Paul was a great example of this truth. He could never be satisfied that those whom he shepherded should just have information. His whole travail was that they might have Life, that Christ should be fully formed in them. "My little children, on whose behalf I am again in travail until Christ be fully formed in you". He who said that, and entered into that, was one who went that way himself, and could say: "Follow me, I am your example, I am your sign, I have gone this way"; and he cried right to the end that he might be in that way: "That I may know Him, and the power of His resurrection, being made conformable unto His death". That is the way of a true shepherd.
There is no question about Paul's sacrifice for others. "I fill up that which is lacking in the sufferings of Christ for His body's sake, which is the church".
What kind of knowledge did Paul have concerning his sheep? "Who is weak, and I suffer not?" That is entering into the experiences in an intelligent way, knowing the sheep, getting into their life, into their state.

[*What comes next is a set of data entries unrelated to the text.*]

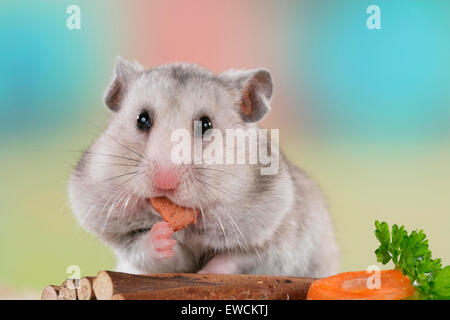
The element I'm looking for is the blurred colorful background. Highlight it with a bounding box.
[1,0,449,298]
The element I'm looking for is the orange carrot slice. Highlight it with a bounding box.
[307,269,415,300]
[150,197,196,231]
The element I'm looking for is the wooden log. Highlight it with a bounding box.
[76,277,96,300]
[57,279,77,300]
[41,285,60,300]
[94,271,314,300]
[113,284,299,300]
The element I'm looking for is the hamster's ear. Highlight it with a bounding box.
[222,68,273,122]
[104,56,143,111]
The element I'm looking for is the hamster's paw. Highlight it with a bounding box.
[149,221,176,258]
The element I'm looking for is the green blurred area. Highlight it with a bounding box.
[1,129,449,291]
[286,139,450,273]
[0,112,115,291]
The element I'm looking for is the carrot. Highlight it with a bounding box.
[307,269,415,300]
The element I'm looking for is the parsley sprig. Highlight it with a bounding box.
[374,220,450,300]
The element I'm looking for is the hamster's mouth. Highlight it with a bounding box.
[145,197,199,232]
[145,197,196,212]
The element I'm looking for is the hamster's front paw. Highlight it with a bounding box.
[148,221,176,258]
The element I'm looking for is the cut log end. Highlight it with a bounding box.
[57,279,78,300]
[77,277,96,300]
[93,271,114,300]
[41,285,60,300]
[57,286,77,300]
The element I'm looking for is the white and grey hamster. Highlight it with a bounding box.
[68,57,339,277]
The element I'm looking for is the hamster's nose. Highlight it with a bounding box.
[153,167,180,191]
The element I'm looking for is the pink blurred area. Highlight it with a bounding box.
[119,0,300,132]
[130,0,275,69]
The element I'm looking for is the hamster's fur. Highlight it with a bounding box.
[68,57,339,277]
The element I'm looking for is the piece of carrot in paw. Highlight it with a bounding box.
[307,269,415,300]
[150,197,196,232]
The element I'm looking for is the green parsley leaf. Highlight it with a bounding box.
[374,220,450,300]
[434,266,450,298]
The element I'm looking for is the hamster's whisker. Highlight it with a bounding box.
[114,171,145,188]
[194,167,252,184]
[102,170,145,183]
[193,177,250,211]
[186,177,208,235]
[231,212,263,262]
[36,149,142,163]
[84,195,115,226]
[217,196,262,261]
[127,176,146,220]
[225,211,249,252]
[180,177,199,228]
[197,205,208,259]
[192,181,208,233]
[195,172,251,191]
[130,179,145,216]
[99,171,146,232]
[99,189,125,222]
[120,192,133,221]
[221,208,244,254]
[102,183,138,232]
[180,176,204,235]
[198,204,207,240]
[80,202,101,226]
[210,205,229,249]
[194,190,216,257]
[195,183,256,256]
[106,132,147,160]
[86,121,147,161]
[96,179,137,227]
[102,189,130,234]
[194,184,229,247]
[82,151,142,163]
[197,186,212,234]
[194,178,249,217]
[80,189,121,226]
[54,200,71,216]
[82,161,143,168]
[195,186,233,252]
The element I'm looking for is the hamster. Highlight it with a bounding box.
[68,57,339,277]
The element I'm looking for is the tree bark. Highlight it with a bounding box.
[94,271,314,300]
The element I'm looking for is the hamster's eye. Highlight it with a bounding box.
[197,116,212,136]
[137,111,151,131]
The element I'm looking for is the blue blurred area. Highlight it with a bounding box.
[0,1,110,141]
[284,0,450,142]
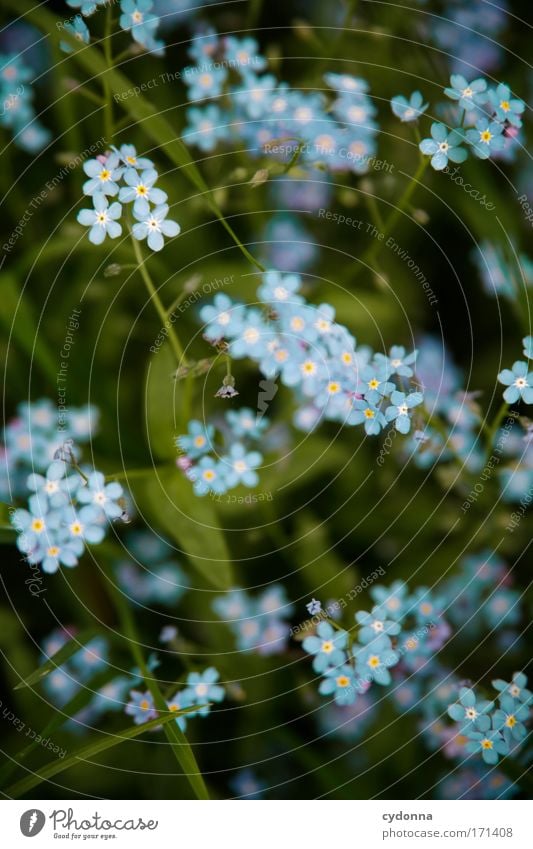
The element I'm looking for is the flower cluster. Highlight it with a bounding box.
[39,628,161,729]
[41,628,109,707]
[76,143,180,251]
[1,399,97,502]
[213,585,293,655]
[182,32,378,174]
[10,460,124,573]
[0,52,50,152]
[177,408,266,497]
[126,667,225,730]
[65,0,164,54]
[301,578,449,707]
[447,675,531,765]
[116,531,187,606]
[187,271,423,492]
[411,74,524,171]
[498,341,533,405]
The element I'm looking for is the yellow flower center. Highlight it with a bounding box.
[341,352,352,365]
[31,518,45,533]
[99,169,111,182]
[302,360,316,375]
[336,675,350,688]
[481,739,493,750]
[194,435,206,448]
[202,469,215,481]
[367,655,380,669]
[368,379,380,390]
[505,715,517,728]
[327,382,340,395]
[140,699,150,710]
[136,184,148,196]
[500,100,510,112]
[480,130,492,143]
[321,641,334,654]
[47,546,60,557]
[364,408,375,419]
[126,155,137,165]
[70,522,83,536]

It is, in effect, saying, "If any of you are in a bad state, I am suffering in your bad state, I am in it, I am so associated with it, I am so one with you, that your state affects me, I know my sheep. When you are weak I know and I suffer; when you are full I rejoice." It is spiritual knowledge.
That is all that I think is meant here in John 10, or at least it is the basic thing here. It is a question of life-union with the Lord unto service, and that life-union means going the way that He went in order to lead others that way. It is being a personal embodiment of Christ to bring others by the way of Christ, and the Lord draws the contrast between such; the true under-shepherds, and these others who would not go that way, who would not allow this to be wrought in them, who would not pay the price, who would climb up some other way and take possession of a flock, and assume the place of a shepherd. As thieves and robbers they have stolen that to which they have no right. No one, says the Lord here in effect, has a right to possess sheep who has not come the way of Christ for the sheep, who has not gone through this way of what Christ is in the interests of the sheep.

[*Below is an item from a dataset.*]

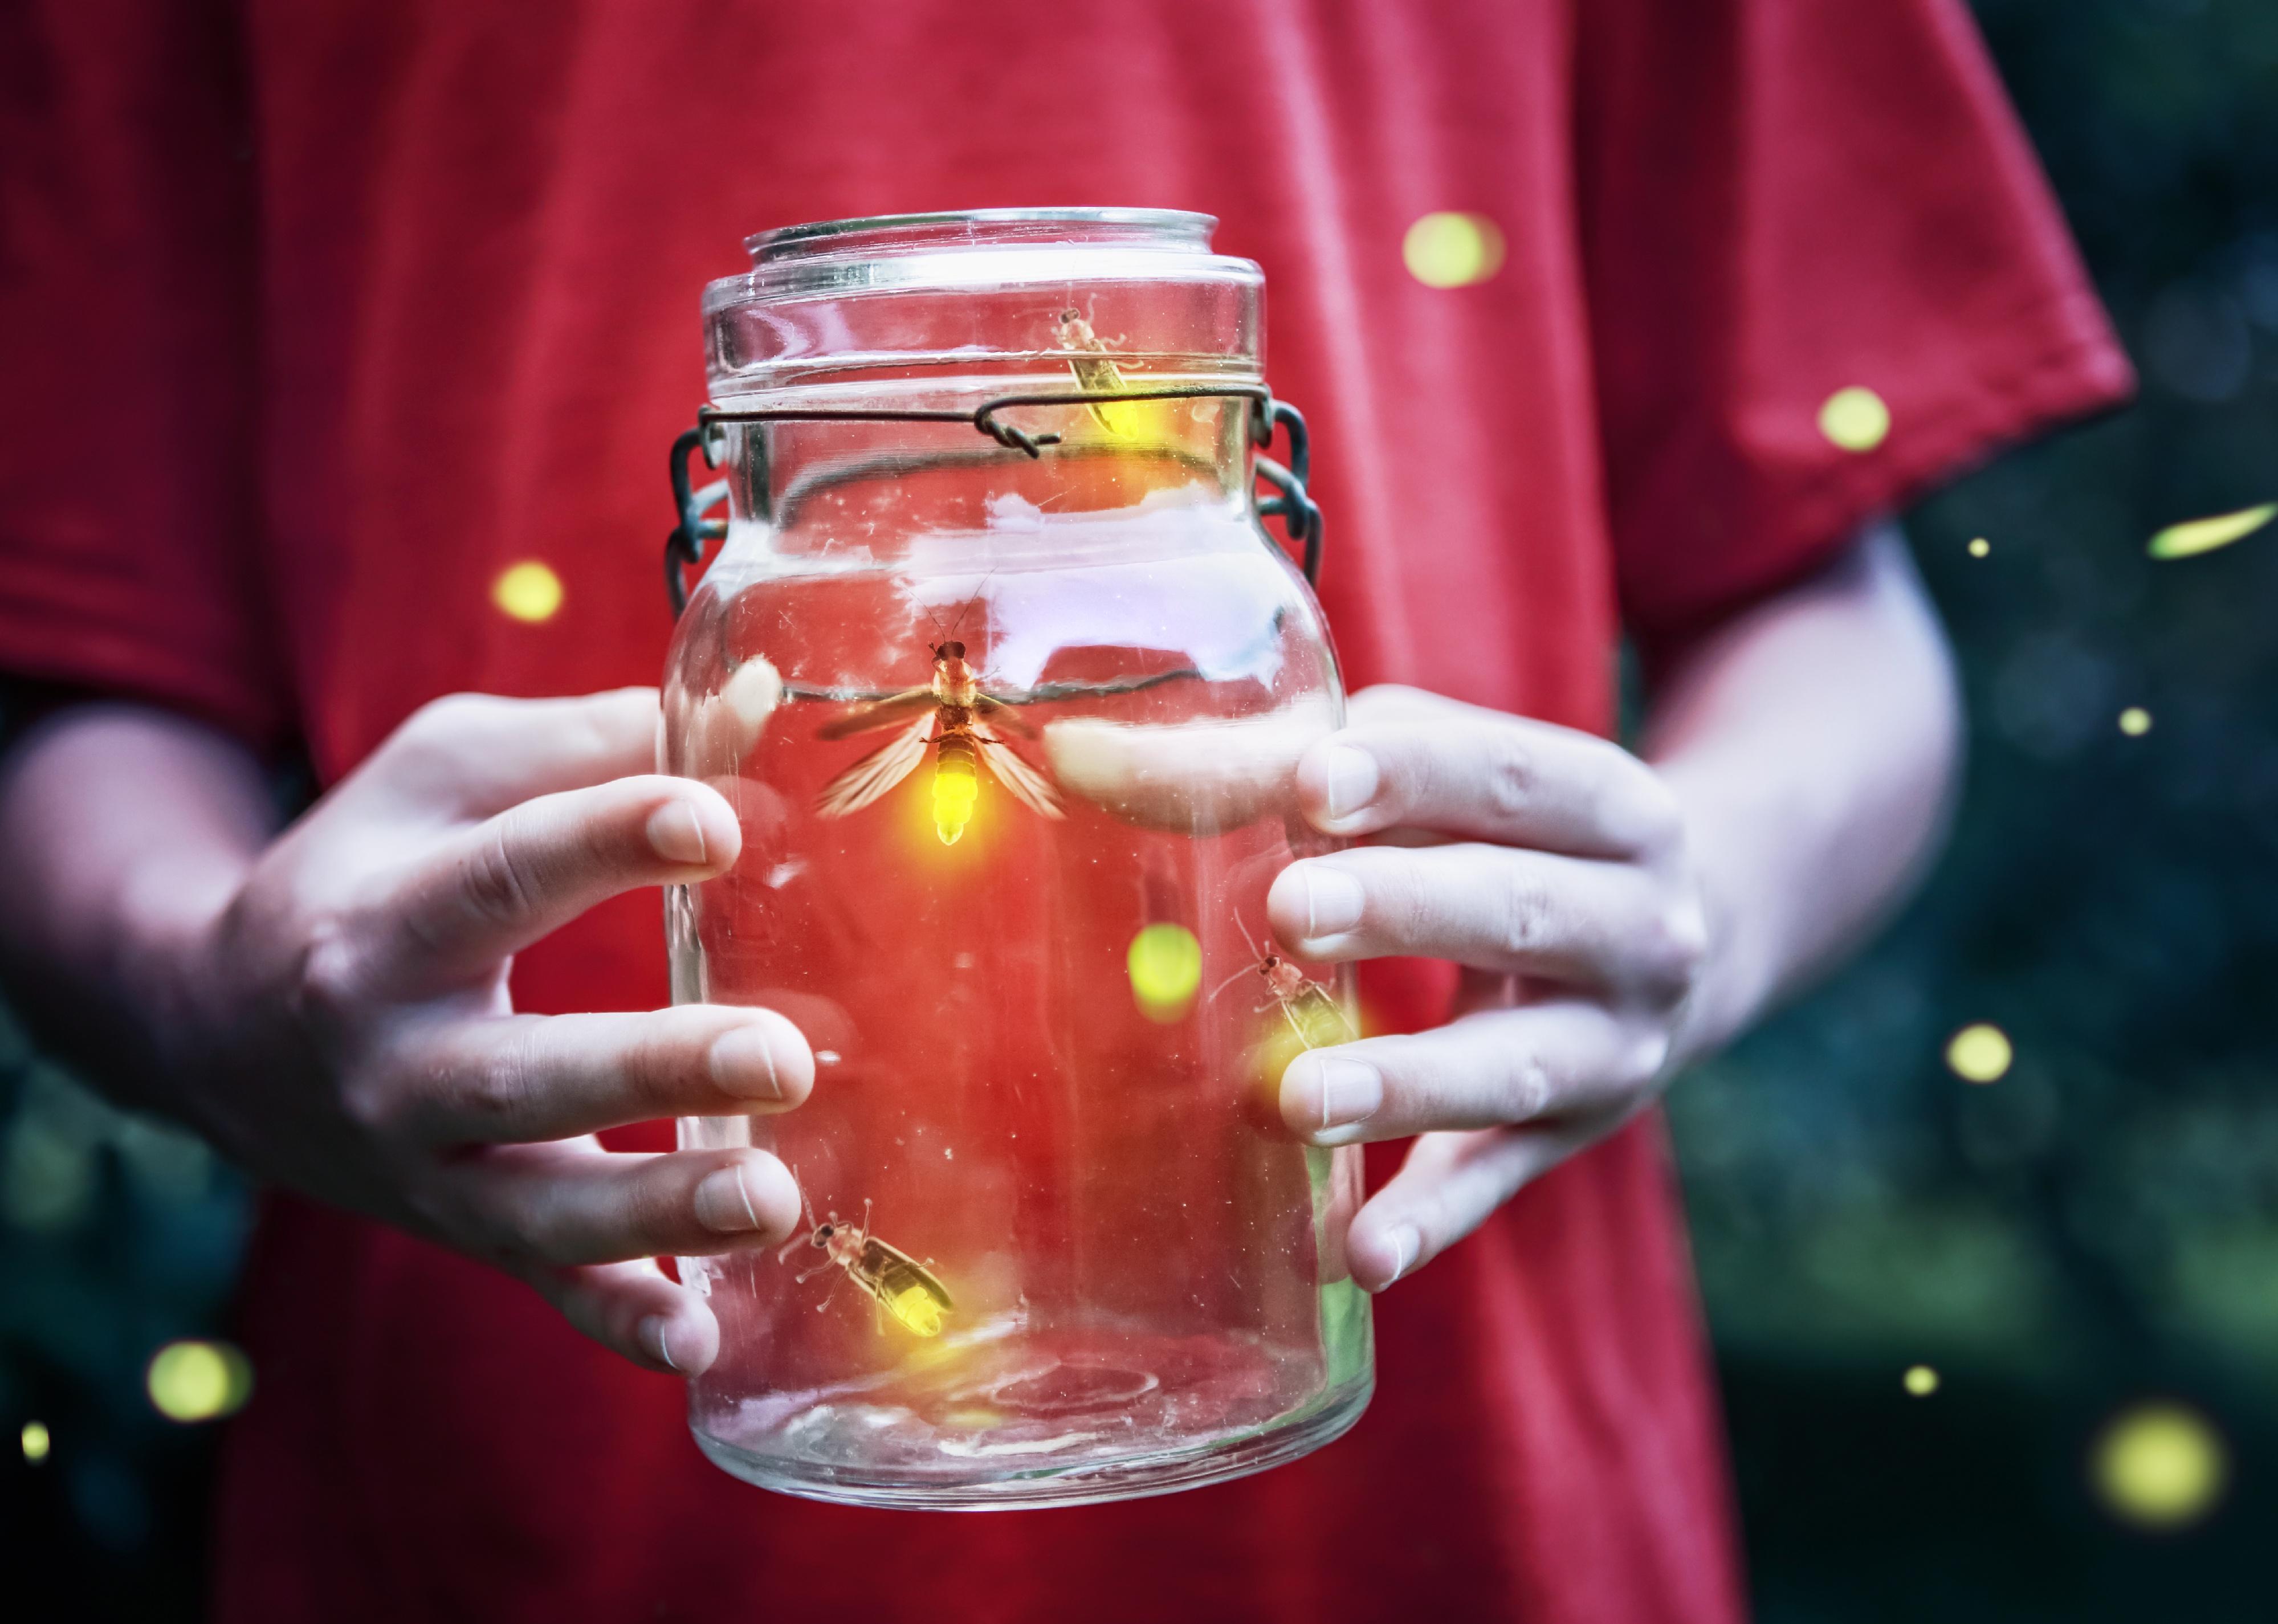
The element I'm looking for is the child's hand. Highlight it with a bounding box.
[1267,685,1710,1292]
[173,689,812,1374]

We have sought to lay down and point out two further laws of Life. Life is unto knowledge through obedience, which knowledge leads still to fuller Life. Life-union with the Lord leads to effective service, the right kind of spiritual responsibility which is of value. It is life-union with the Lord, and in no other way can the Lord's interests really be served.
The Lord is not going to let us be hirelings if He can help it. He is not going to let us be in an unlawful position. He is going to seek to put us in the right place, where we can be a genuine under-shepherd, one who is a sign.

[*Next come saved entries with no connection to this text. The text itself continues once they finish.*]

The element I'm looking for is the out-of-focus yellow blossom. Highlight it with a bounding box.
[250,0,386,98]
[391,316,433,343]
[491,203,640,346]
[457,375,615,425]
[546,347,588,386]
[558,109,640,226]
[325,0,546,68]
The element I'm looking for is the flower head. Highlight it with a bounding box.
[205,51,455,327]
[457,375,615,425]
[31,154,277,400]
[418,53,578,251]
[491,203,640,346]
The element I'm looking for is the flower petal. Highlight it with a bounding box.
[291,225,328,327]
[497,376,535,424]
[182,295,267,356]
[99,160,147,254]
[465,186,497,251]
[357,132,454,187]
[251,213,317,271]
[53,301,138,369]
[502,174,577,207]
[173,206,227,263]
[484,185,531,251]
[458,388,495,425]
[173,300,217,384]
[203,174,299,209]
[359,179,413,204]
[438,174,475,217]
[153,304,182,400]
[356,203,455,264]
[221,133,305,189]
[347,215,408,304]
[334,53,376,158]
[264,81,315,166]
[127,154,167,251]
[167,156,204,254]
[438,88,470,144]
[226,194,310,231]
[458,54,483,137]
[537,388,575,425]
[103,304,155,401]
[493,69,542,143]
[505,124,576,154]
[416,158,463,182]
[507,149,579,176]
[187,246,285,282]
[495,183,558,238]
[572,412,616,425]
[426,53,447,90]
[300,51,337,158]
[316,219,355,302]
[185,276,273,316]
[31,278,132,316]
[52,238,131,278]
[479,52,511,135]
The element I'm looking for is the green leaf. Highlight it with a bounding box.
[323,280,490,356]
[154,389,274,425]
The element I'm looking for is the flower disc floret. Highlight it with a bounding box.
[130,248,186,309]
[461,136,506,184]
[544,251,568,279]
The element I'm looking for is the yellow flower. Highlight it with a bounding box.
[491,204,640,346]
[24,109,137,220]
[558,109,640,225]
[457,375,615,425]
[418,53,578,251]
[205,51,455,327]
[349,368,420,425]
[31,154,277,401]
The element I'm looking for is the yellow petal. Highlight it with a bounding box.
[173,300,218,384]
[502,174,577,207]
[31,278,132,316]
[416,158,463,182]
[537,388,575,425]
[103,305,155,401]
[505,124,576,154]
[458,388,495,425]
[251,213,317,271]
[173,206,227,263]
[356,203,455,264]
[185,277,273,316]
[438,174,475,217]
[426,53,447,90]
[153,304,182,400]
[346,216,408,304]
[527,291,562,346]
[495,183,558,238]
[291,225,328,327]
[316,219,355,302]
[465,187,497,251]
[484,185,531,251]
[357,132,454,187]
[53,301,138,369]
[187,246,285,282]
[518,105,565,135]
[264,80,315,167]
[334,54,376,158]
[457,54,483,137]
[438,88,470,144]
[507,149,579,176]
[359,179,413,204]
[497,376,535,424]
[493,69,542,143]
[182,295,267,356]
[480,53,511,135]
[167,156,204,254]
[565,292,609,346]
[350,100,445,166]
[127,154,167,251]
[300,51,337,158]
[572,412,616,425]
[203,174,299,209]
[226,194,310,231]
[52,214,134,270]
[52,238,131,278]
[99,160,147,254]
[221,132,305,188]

That is why the Lord has taken us through a great many things that would not be necessary for us to go through in any other direction, in any other connection. We go through quite a lot that we should never go through if the Lord had not designs concerning us as to being useful to Him. The greater the usefulness to the Lord, the deeper the experience of death and resurrection. It is left with us to say whether the Lord is to stop or not, whether we will go any further, or draw the line to our usefulness by resistance of His leading.
May the Lord Himself teach us the way of Life.